La réalité de l’exploitation est de plus en plus cruelle et nous retiendrions nos coups dans le vague espoir d’une alternative électorale ? L’alternance effectuée - ah ? - nous tenterions d’infléchir le cours des choses ? Une gauche de gauche ? Une gauche vraiment à gauche ? Quel temps perdu ! Quel renoncement ! Et en misant sur quels représentants ?
Le mouvement social n’a aucune proposition de type citoyenniste à avancer . C’est classe contre classe. Et nous devons entretenir notre sentiment de classe avec autant d’ardeur que les capitalistes veillent sur leurs intérêts. Nous saurons bien nous gouverner nous-mêmes quand nous aurons commencé à dézinguer ce vieux monde en partant d’une lutte revendicative. Le préalable, c’est quand même de faire l’expérience d’une victoire.

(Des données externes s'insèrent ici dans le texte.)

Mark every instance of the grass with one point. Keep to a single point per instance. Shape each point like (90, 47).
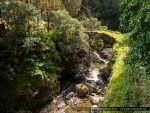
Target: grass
(122, 90)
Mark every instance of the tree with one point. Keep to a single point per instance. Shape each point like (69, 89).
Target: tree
(73, 6)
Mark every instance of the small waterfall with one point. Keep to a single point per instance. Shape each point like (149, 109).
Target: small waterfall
(100, 59)
(94, 74)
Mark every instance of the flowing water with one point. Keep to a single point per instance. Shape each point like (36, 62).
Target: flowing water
(93, 77)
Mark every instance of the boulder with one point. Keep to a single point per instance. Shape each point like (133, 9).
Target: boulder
(61, 105)
(94, 109)
(81, 90)
(95, 100)
(101, 99)
(73, 101)
(105, 71)
(70, 95)
(91, 86)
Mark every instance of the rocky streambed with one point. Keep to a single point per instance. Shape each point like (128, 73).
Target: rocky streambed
(82, 96)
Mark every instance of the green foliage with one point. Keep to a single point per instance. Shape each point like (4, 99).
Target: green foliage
(16, 14)
(92, 24)
(122, 91)
(105, 10)
(135, 20)
(73, 6)
(69, 33)
(29, 65)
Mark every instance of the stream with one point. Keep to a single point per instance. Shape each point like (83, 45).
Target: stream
(87, 94)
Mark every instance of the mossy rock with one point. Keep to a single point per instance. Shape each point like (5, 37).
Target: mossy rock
(81, 90)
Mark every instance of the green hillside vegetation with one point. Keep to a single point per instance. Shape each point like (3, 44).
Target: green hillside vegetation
(44, 42)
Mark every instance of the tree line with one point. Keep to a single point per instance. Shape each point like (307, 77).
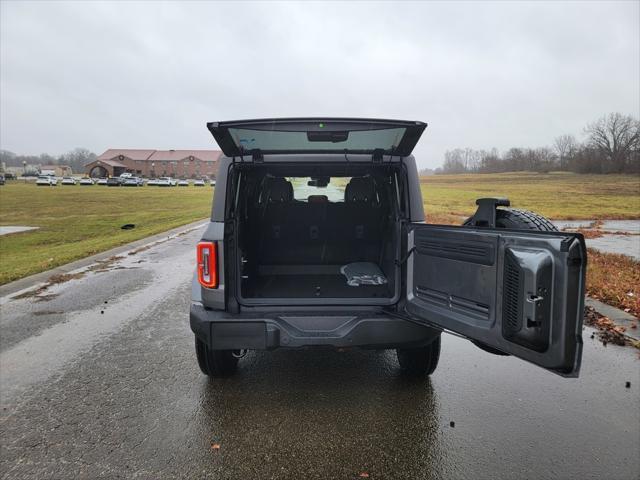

Pour nous, anarchistes, la grève partielle contient en germe la grève générale. Et la grève générale débouchera naturellement sur la grève expropriatrice et gestionnaire si nous fonctionnons sur la base du fédéralisme et du respect des mandats.
Abrogation de toutes les contre-réformes sur les retraites ! Reconquête de tous les droits !
Se disposer à perdre sur la question des retraites, c’est se préparer à perdre sur la sécu. C’est ouvrir un boulevard au FN qui, même sans alliance avec la droite « républicaine », fera toujours mieux que le FG en terme électoral. Les électeurs, c’est comme ça...
Les anarchistes appellent tous les militants ou pas encore militants qui partagent ce point de vue à le faire vivre dans les syndicats et/ou hors des syndicats, dans les entreprises et dans les quartiers, dans les facs, partout !
Les anarchistes appellent tous ces militants ou pas encore militants à les rejoindre pour s’organiser.
Pour que l’humanité perdure, il faut que le capitalisme disparaisse. Nous ne sauverons que ce pour quoi nous luttons. Nous n’aurons que ce que nous prendrons.